Adaptation en long-métrage d'un de ses courts,
Assassin(s) est surtout pour Kassovitz le film qui suit son plus gros succès, à savoir
La Haine, et donc en quelque sorte le film qui doit confirmer toutes les qualités qu'on pouvait penser de lui en tant que réalisateur. Bien décidé à régler ses comptes avec la société, Kassovitz signe donc un métrage qui n'est pas, comme on peut s'y attendre, une simple histoire de passage de relais entre assassins professionnels, mais bien un pamphlet sur la société qui les met au monde et qui les éduque.
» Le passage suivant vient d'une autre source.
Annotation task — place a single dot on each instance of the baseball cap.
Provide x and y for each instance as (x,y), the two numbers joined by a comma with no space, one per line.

Un film ambitieux donc, plus que
La Haine qui s'intéressait à une partie limitée de la population française, alors qu'ici c'est clairement tout le monde qui est visé, du plus vieux au plus jeune. Malheureusement, cette ambition est à la fois la plus grande qualité du film ainsi que son plus grand défaut. L'intention est là, et elle est clairement louable, mais on sent un défaut de rigueur d'écriture qui fait que
Assassin(s) donne parfois l'impression d'être un premier film : Kassovitz tente de placer un maximum de choses dans son propos, beaucoup trop même, et du coup la plupart des sujets donnent soit l'impression d'être inaboutis, soient trop surlignés (je pense notamment à la question des médias, qui donne lieu à plusieurs scènes identiques alors qu'une seule convenait parfaitement pour comprendre ce que le film a à dire).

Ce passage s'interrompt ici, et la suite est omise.